To establish a collaborative architecture, the following design principles are framed to achieve this aim. These principles aim to address the scalability and interoperability challenges that hinder the widespread adoption and sustainability of blockchain-oriented solutions.

  1. Interoperability: emphasizes the need for a solution that enables both native and multi-chain communications, ensuring seamless authentication, validation, and invocation of smart contracts across diverse chains. This capability fosters cross-chain tokenization and facilitates the realization of various use cases within the blockchain ecosystem.

  2. Consensus Mechanism: highlights the importance of achieving true decentralization and an inflationary growth rate through a consensus mechanism that includes full nodes and mobile-enabled devices in transaction validation. To enhance security, the selection of block proposers for staked participants will be completely randomized. Additionally, to ensure scalability, the consensus mechanism should incorporate the active participation of mobile nodes. These measures collectively contribute to the robustness and scalability of the blockchain network.
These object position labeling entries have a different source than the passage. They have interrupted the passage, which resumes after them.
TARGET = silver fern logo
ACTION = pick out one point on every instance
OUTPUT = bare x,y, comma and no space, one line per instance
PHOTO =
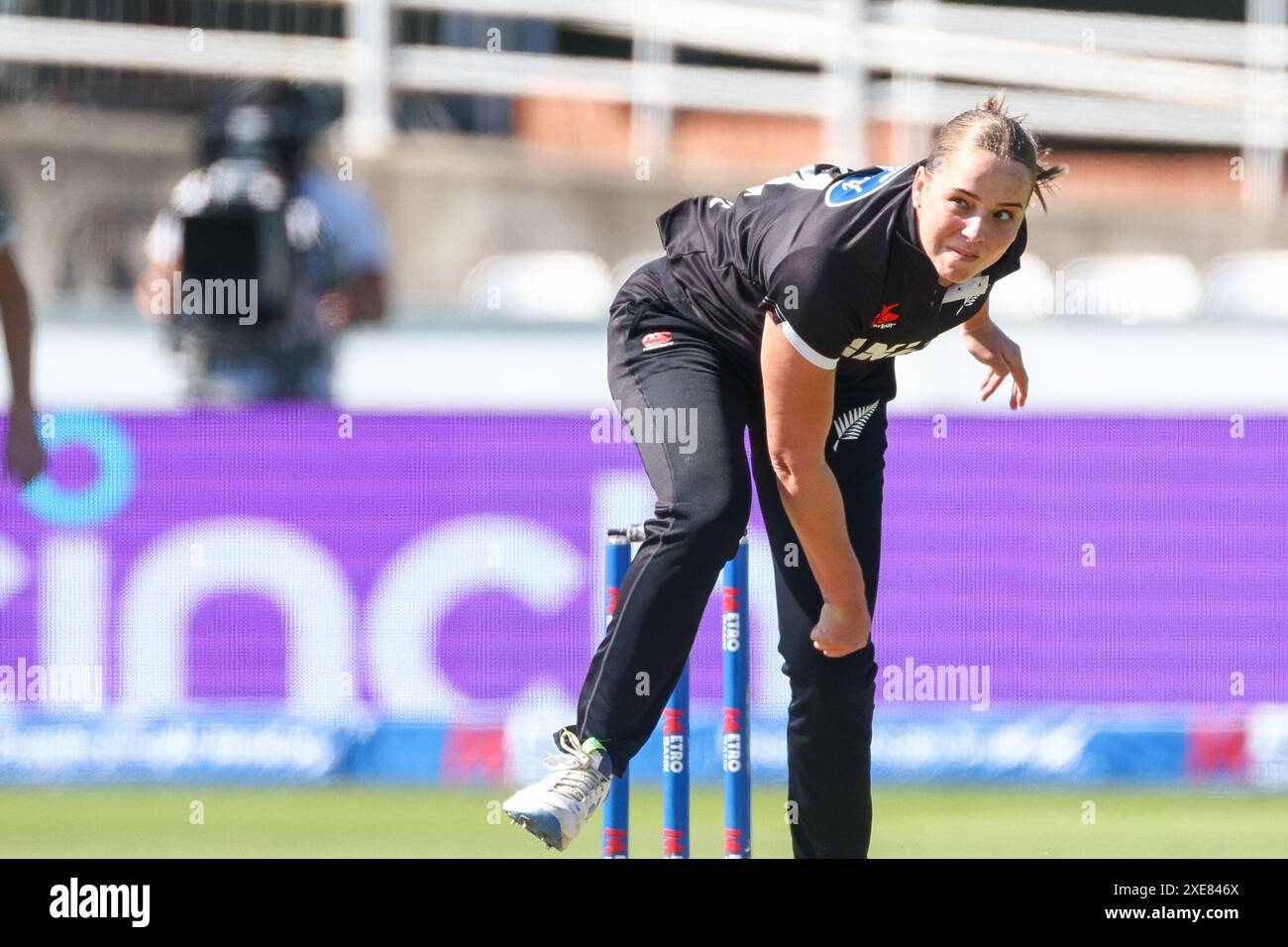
850,424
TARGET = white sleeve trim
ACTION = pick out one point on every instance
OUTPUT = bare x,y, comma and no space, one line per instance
804,348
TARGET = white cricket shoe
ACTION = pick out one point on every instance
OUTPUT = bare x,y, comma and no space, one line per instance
559,806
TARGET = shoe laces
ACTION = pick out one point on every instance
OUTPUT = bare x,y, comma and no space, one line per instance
580,776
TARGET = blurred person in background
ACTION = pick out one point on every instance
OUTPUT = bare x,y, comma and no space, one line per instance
781,313
25,455
305,250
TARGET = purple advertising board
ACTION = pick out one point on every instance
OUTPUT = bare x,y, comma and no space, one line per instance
447,569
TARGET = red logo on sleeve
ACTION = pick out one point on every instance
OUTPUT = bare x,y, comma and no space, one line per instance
888,316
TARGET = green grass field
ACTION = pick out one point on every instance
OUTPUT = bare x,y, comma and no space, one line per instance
911,822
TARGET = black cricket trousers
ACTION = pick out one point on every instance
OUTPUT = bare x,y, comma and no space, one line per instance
703,502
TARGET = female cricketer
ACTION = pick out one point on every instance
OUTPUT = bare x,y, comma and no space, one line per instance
781,312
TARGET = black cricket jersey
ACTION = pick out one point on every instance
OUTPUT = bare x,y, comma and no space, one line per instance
833,253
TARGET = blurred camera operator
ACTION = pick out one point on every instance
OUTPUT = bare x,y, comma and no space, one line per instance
261,260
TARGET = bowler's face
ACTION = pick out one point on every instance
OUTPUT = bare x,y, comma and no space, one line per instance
970,211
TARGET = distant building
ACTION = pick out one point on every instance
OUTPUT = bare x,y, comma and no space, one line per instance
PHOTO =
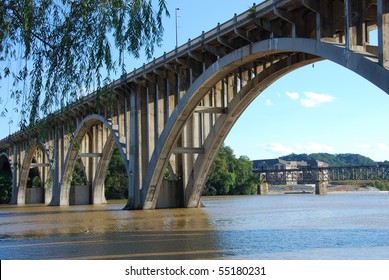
281,172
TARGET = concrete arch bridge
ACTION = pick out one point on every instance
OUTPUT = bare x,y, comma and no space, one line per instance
174,112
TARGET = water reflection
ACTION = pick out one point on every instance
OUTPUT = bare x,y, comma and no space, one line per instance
352,226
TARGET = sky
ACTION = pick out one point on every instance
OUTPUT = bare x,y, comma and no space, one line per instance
318,108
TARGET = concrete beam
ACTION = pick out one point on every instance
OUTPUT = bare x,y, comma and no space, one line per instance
186,150
211,110
90,155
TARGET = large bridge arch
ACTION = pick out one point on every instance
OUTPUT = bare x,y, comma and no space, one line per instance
108,144
304,51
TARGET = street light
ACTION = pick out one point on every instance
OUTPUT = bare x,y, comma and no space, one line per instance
177,9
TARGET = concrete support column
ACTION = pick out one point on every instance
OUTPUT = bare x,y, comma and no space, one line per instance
321,187
134,168
55,200
15,176
263,189
383,32
355,26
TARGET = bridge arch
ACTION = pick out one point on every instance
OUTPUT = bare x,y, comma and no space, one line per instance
109,142
304,51
35,149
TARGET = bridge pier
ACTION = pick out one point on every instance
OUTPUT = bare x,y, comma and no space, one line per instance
321,187
263,189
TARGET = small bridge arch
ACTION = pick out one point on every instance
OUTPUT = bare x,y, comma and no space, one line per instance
105,138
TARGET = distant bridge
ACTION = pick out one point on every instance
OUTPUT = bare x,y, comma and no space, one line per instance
174,113
321,176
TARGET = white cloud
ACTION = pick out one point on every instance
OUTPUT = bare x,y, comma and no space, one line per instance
383,147
308,103
293,95
268,102
363,146
311,99
319,97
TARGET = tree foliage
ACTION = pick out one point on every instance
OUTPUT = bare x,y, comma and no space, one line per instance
63,46
231,176
116,182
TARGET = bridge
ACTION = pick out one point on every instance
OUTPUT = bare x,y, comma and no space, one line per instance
174,113
320,176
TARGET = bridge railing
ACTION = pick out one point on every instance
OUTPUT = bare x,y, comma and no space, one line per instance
314,174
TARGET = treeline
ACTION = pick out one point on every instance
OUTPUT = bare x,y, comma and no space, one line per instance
332,159
230,175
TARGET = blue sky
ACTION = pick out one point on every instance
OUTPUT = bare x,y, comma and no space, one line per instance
324,108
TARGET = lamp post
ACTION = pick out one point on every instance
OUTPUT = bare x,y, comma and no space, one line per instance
177,9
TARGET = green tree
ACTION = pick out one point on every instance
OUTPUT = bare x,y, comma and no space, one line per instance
246,181
116,180
65,45
230,176
78,176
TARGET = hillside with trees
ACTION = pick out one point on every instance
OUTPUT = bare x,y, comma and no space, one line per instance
332,159
230,175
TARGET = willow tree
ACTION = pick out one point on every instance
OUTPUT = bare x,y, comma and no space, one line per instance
64,46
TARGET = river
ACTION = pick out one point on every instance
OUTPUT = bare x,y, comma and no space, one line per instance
277,227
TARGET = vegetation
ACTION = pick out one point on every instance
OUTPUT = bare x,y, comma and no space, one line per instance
78,178
231,176
116,182
332,160
64,47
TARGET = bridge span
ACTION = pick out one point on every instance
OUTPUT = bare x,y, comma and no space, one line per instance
174,113
320,176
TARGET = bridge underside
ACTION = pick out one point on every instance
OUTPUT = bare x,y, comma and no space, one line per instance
169,118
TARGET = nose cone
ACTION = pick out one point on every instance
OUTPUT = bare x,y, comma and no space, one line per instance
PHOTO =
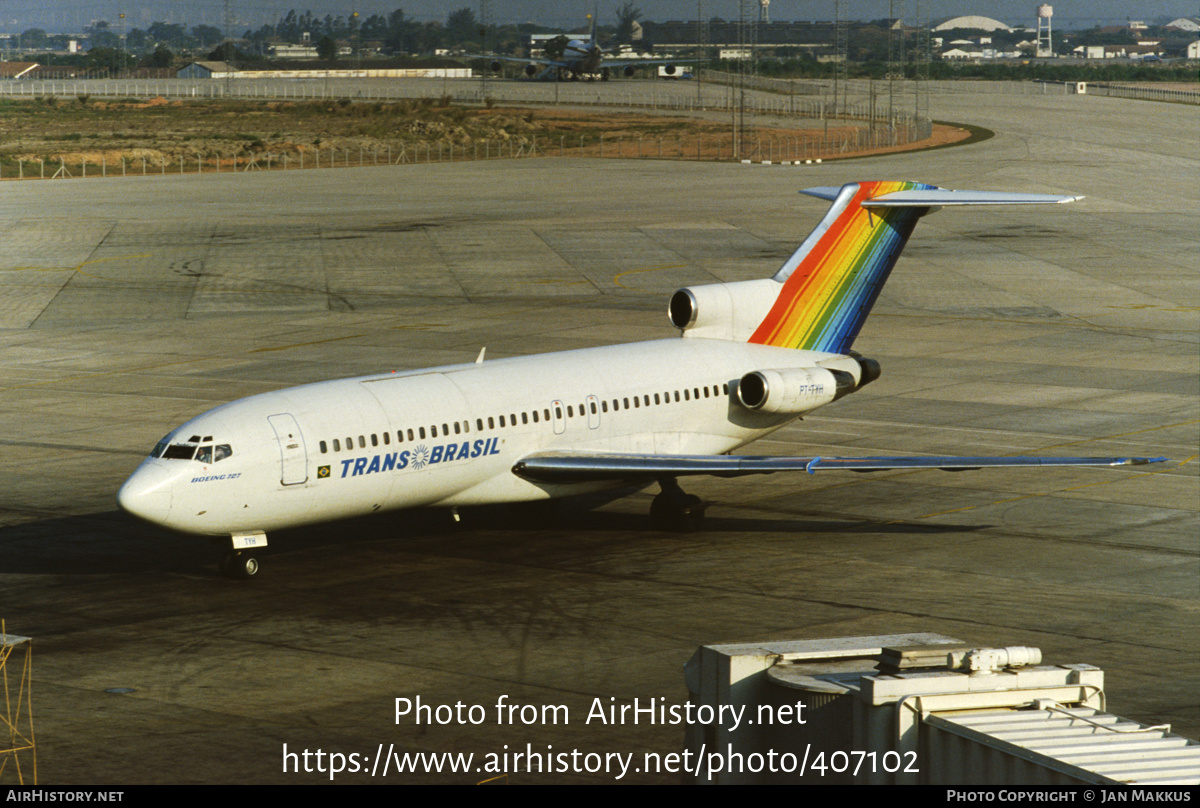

  3. Security: aims to address key challenges in the network, including consistent state updates, flash code logic validation, deterministic behavior of the virtual machine, randomized selection of block proposers, and randomization of the cluster registry with validators. By effectively resolving these challenges, ensures the network is able to provide reliable state management, secure execution of smart contracts, deterministic outcomes, fair block proposer selection, and a randomized distribution of validators within the cluster registry. This comprehensive approach contributes to the overall robustness and stability of the blockchain ecosystem.

  4. Scalability and Performance: sets forth an ambitious goal of achieving a high initial throughput of 100,000 transactions per second (TPS). Moreover, it emphasizes the network's ability to dynamically and seamlessly adapt to evolving demands and requirements. This adaptability should enable the network to scale its capacity, throughput, and computational resources in real-time, ensuring efficient handling of growing workloads, increased transaction volumes, and an expanding user base. By incorporating these capabilities, the blockchain network can effectively address the challenges of scalability and cater to the needs of a rapidly evolving ecosystem.
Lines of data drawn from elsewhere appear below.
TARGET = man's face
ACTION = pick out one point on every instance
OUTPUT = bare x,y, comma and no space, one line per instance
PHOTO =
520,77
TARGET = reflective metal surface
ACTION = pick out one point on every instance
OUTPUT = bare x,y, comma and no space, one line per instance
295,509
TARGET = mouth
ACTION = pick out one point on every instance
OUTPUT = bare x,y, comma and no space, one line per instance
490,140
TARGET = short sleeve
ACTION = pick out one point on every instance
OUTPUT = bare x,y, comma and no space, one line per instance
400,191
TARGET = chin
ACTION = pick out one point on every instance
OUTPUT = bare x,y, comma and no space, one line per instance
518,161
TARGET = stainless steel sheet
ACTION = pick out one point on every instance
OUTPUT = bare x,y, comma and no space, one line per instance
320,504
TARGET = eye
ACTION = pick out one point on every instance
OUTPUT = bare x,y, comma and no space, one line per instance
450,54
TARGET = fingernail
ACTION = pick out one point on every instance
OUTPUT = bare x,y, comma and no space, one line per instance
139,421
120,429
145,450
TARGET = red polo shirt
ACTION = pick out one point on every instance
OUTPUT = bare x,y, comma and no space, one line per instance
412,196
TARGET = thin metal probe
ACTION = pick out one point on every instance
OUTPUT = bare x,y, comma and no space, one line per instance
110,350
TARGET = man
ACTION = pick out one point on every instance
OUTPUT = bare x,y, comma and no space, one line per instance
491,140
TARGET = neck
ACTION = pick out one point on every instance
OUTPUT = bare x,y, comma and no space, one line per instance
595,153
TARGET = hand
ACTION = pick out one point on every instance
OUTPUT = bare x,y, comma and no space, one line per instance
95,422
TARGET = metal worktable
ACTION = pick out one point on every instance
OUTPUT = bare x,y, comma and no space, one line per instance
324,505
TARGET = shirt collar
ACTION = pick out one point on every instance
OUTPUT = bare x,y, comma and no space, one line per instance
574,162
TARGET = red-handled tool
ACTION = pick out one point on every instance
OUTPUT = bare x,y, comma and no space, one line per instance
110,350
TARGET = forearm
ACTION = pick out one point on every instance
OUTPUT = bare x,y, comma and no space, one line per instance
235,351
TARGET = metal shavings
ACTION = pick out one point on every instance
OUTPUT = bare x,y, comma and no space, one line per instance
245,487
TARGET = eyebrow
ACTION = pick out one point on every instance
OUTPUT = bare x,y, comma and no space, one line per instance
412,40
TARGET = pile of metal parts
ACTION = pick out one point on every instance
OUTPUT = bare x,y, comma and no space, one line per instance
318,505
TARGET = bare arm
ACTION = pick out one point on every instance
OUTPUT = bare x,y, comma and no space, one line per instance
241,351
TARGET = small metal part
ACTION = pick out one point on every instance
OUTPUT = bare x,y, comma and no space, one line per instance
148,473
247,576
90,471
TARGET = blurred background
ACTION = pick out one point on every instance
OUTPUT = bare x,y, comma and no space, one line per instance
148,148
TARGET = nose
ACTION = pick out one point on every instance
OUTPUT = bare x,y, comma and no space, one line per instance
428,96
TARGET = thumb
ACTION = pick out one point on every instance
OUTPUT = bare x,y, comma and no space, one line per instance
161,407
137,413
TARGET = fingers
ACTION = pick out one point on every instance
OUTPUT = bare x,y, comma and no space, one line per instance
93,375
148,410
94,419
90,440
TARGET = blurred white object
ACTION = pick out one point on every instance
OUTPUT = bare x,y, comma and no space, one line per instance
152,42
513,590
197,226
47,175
  5. Subnets for Privacy and Customization: Leveraging the power of subnets, L1X aims to offer customizable solutions tailored to specific privacy requirements and custom consensus rules. These subnets should enable the flexibility to establish desired ratios between full nodes and validator nodes, ensuring optimal network performance. Furthermore, L1X will support seamless integration with existing infrastructure, allowing entities to leverage their current systems without the need for additional layers. By providing these capabilities, L1X can empower users to tailor their blockchain environment according to their unique needs while maximizing efficiency and compatibility.

  6. Transaction and Block Statistics: With a focus on efficiency, L1X aims to achieve impressive block creation timeframes of just 500 milliseconds, enabling rapid block generation within the network. Furthermore, L1X strives for transaction finality in a mere 1.5 seconds, ensuring quick confirmation and settlement of transactions. Significantly, these timeframes are coupled with block sizes of approximately 5 MB, highlighting the network's capacity to handle a substantial volume of transactions. This combination of fast block creation, swift transaction finality, and sizable block sizes holds immense significance in enhancing the overall performance and responsiveness of the L1X blockchain network, fostering a seamless and efficient user experience.

These design principles collectively form the foundation of the Layer One X (L1X) protocol, driving interoperability, scalability, security, and performance in the real-world.